Hubble spectroscopy of LB-1: comparison with B+black-hole and Be+stripped-star models

TL;DR

This study uses Hubble spectroscopy and Gaia data to compare two models of LB-1, a binary system, evaluating their spectral fits and stellar parameters to determine the more plausible configuration and properties.

Contribution

The paper provides a detailed spectral analysis of LB-1, comparing B+black-hole and Be+stripped-star models with new Hubble data, refining stellar parameters and assessing model fits.

Findings

The Be+Bstr model fits optical HeI and Balmer lines better.

The B+BH model fits UV Si iv resonance lines better.

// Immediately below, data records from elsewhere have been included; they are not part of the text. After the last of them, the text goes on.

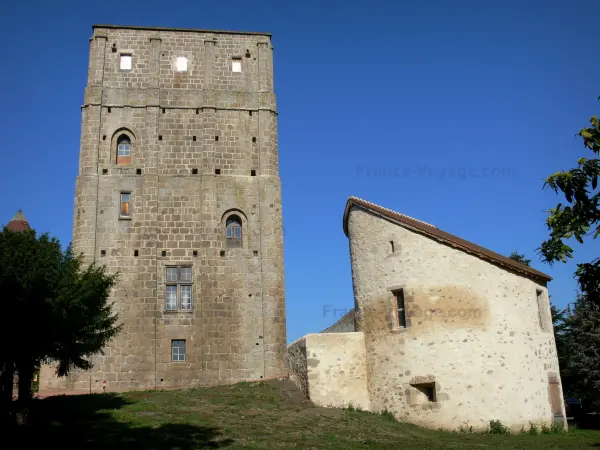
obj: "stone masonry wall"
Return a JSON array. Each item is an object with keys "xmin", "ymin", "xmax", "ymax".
[
  {"xmin": 40, "ymin": 27, "xmax": 286, "ymax": 392},
  {"xmin": 288, "ymin": 332, "xmax": 371, "ymax": 411},
  {"xmin": 348, "ymin": 207, "xmax": 564, "ymax": 431}
]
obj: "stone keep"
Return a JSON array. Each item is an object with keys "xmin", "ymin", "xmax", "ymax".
[{"xmin": 40, "ymin": 25, "xmax": 286, "ymax": 392}]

The Bstr star shows high silicon abundance, challenging its stripped star origin.

Abstract

LB-1 has variously been proposed as either an X-ray dim B-type star plus black hole (B+BH) binary, or a Be star plus an inflated stripped star (Be+Bstr) binary. The Space Telescope Imaging Spectrograph (STIS) on board HST was used to obtain a flux-calibrated spectrum that is compared with non-LTE spectral energy distributions (SED) and line profiles for the proposed models. The Hubble data, together with the Gaia EDR3 parallax, provide tight constraints on the properties and stellar luminosities of the system. In the case of the Be+Bstr model we adopt the published flux ratio for the Be and Bstr stars, re-determine the T$_{eff}$ of the Bstr using the silicon ionization balance, and infer Teff for the Be star from the fit to the SED. We derive stellar parameters consistent with previous results, but with greater precision enabled by the Hubble SED. While the Be+Bstr model is a better fit to the HeI lines and cores of the Balmer lines in the optical, the B+BH model provides a better fit to the Si iv resonance lines in the UV. The analysis also implies that the Bstr star has roughly twice solar silicon abundance, difficult to reconcile with a stripped star origin. The Be star on the other hand has a rather low luminosity, and a spectroscopic mass inconsistent with its possible dynamical mass. The fit to the UV can be significantly improved by reducing the T$_{eff}$ and radius of the Be star, though at the expense of leading to a different mass ratio. In the B+BH model, the single B-type spectrum is a good match to the UV spectrum. Adopting a mass ratio of 5.1$\pm$0.1 (Liu et al. 2020) implies a BH mass of $\sim$21$^{+9}_{-8}M_{\odot}$.